The nurse was filing the forms some three minutes later when the king of all pains hit my abdomen and I was sure that’s how people die. And the whole room broke into action. Apparently, the baby had finally ‘engaged’….. so, in all my fatigue, sweat and near lifelessness, I had to start a new activity…; help my baby pop. And boy, did I try…. In between the fruitless attempts, a nurse would give me some sort of energy drink because I was so very exhausted they feared I might just zoom out.:D
So, at 5.25a.m., on the very, very rainy Saturday of 6th February 2010, I heard the best sound I have ever heard in all my twenty-very-many years. The cry of my baby. And the relaxation of my abdomen.
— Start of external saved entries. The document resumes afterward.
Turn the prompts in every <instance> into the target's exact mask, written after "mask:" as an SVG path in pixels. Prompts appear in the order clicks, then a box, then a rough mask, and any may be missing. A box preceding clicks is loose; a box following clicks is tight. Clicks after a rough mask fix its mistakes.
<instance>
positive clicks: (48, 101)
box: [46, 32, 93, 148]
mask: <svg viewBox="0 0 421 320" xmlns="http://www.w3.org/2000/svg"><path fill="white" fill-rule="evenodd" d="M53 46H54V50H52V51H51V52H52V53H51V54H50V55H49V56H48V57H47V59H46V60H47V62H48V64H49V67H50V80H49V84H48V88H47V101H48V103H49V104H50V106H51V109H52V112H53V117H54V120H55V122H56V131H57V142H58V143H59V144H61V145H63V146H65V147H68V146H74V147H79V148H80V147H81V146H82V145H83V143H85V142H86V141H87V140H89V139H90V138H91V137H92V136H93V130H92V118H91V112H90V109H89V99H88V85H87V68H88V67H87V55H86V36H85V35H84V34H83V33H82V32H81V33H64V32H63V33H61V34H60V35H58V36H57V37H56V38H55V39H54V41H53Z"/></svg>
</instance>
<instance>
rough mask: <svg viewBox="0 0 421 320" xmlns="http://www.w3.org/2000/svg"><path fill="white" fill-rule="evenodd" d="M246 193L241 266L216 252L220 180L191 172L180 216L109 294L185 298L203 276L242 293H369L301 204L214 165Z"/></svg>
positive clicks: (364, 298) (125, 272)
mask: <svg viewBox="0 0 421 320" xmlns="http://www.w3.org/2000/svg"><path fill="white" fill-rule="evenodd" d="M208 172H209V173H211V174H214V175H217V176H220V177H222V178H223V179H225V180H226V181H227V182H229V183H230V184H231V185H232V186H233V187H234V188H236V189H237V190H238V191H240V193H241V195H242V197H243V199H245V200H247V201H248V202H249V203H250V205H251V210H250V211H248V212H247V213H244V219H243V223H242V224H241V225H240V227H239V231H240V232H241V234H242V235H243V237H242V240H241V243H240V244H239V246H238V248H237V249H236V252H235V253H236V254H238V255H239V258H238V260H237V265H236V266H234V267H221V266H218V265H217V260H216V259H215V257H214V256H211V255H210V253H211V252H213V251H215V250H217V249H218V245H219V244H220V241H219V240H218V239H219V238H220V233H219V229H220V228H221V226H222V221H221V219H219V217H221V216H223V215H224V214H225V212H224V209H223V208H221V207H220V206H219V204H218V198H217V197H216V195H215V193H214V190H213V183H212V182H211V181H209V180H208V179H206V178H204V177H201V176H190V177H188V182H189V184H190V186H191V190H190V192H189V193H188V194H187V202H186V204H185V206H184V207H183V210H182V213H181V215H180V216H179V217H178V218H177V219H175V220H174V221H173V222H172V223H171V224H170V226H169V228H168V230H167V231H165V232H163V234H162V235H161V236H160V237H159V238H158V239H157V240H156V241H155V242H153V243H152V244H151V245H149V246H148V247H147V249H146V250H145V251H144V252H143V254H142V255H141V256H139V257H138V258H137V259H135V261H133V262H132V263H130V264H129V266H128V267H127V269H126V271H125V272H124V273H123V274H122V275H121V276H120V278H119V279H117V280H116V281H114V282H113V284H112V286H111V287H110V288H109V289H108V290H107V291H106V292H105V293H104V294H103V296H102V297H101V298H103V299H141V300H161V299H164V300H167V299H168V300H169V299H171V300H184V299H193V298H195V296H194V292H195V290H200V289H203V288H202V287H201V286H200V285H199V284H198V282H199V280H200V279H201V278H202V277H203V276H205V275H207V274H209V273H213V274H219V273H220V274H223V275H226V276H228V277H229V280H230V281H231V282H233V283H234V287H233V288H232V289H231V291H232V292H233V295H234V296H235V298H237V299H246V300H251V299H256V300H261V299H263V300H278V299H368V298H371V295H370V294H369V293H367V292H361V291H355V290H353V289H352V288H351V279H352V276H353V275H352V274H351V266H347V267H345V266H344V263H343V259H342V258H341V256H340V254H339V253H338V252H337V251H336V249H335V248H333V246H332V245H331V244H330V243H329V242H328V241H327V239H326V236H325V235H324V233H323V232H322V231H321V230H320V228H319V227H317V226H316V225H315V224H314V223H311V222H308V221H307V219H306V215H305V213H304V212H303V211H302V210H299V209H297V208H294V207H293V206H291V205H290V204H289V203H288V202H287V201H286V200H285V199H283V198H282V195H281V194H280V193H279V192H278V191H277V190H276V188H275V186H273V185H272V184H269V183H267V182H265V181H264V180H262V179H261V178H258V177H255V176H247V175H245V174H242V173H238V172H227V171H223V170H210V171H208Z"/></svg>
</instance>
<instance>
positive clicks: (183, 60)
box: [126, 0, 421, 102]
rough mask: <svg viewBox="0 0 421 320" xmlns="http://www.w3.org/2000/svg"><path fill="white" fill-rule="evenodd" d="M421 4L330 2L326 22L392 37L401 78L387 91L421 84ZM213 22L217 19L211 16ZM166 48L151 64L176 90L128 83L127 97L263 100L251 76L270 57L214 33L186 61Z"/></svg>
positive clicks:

The nurse asked me what time it was… you know… just to gauge if I had gone bananas. And then she brought a yelping, light-skinned and gorgeous baby in my face….”See? you did it. And you have yourself a…….??” and I saw. “A girl.” And my first words…. “Thank you Jesus.”
Everything else was surreal as I looked at my baby on my left…. And barely noticed the doctors who were working in a frenzy of blurred motion because apparently a complication had arisen and I was bleeding internally.
And as I looked at the beautiful bundle that I had brought to this world, with tears in my eyes (for the very FIRST time since the hellish episode began), I passed out.
It did not get any easier, nor did my system get over that for at least three months, but every day I woke up in the middle of the night and saw my little angel, who never cried, It made my trauma worthwhile. I had a ‘post-traumatic gift.’ Amanda J my wonder, my marvel and my sunshine.
Some two and a half years later, she is still the star of my world. And I would go to hell and back for her. Just like I did that week.:))
And my Sweet and beautiful angel is about to get assimilated into the 8-4-4 system.
In less than a week. All the best my super brilliant cherub. I’m praying that you’ll get that mathematical miracle that I never quite got.